Friday, September 27, 2013

black burying beetle ~ 09/27/13 ~ Rocky Creek

Nicrophorus nigrita carrying Poecilochirus sp.

This sexton beetle, without the typical Halloween markings, was by far my favorite find. I love its bright orange antennal clubs. And, it brought hitchhiking friends to the blacklight party. I played around with the camera flash and a handheld flashlight. I'm pleased with the lighting results. The mites weren't too keen being in the spotlight and would crawl underneath the beetle if lit for too long. Despite the tall tale or two I told while camping, these mites do not feed on the beetle. Finding information online proved to be challenging. The Hilton Pond Center has a nice article on phoretic mites and carrion beetles in general.

ps - Graeme, I'm waiting for a good carrion/carry-on pun.


Imperfect and Tense said...

That newly-found macro function is being put to excellent use, Katie.

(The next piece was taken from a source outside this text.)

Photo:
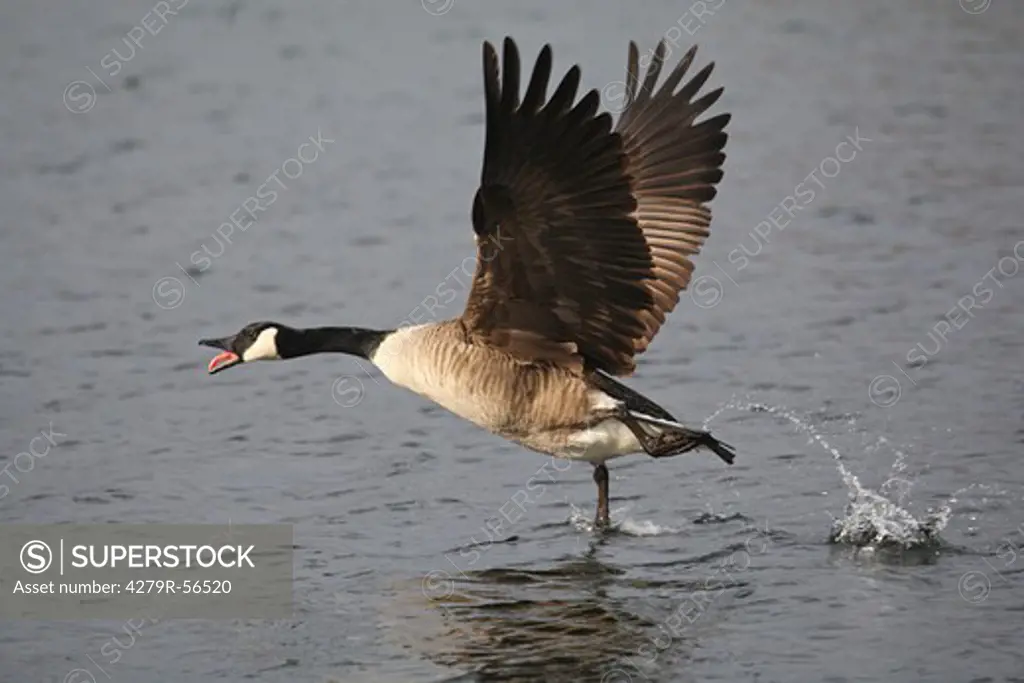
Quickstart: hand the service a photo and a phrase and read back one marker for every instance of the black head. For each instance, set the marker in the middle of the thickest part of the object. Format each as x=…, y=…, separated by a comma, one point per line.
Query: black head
x=256, y=341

I must admit to being a little surprised that the post subtitle wasn't Carrion Camping, or are you suggesting (correctly) that I'm a bit of a wayward son?

Katie (Nature ID) said...

Ya, I couldn't believe the mites came out so clearly and with only blacklight and a small flashlight. Hmm, can I start ranking your puns from 1-10, with 10 being fantastic? As Andy knows, I'm a tough scorer.

Imperfect and Tense said...

A tougher scorer than Our Lass? My cup punneth over.

Those orange tips to the antennae are intriguing. Would they attract a predator that was big enough to tackle the mites, but small enough to not trouble the beetle?

Katie (Nature ID) said...

Ha, I could hear the sarcasm.

Hmm, I don't think so about attracting mite predators, although supposedly the antennae are excellent at finding carcases. The mites parasitize fly larvae. Read the very brief Wikipedia article:

Imperfect and Tense said...

I'll see your "Hmm" and raise you a puzzled frown.

I'm sure the antennae are absolutely brilliant at finding carcasses, but they wouldn't necessarily need to be orange for that.

There must be some advantage to be gained, however small, as Nature hates waste.

The obvious option is courtship, where a strong colour would demonstrate a vigorous and healthy individual capable of passing on their genes. But I was struck by the size match between the clubbed ends of the antennae and the mites. Probably just coincidence then.

Katie (Nature ID) said...

Oh, I don't know, Graeme. I've long held the belief (may be wrong) that many times genes for color also tag along with genes for functional uses. We just don't know enough about various insect senses, yet.

I did a quick search for hypothesized color uses. There's only 2 that come up: mating attraction and predator warning.

As purely my speculation, it could be the antennae attract the mites (not mite predators) to climb onto the beetle. The mites parasitize competitors of the beetle. Win, win.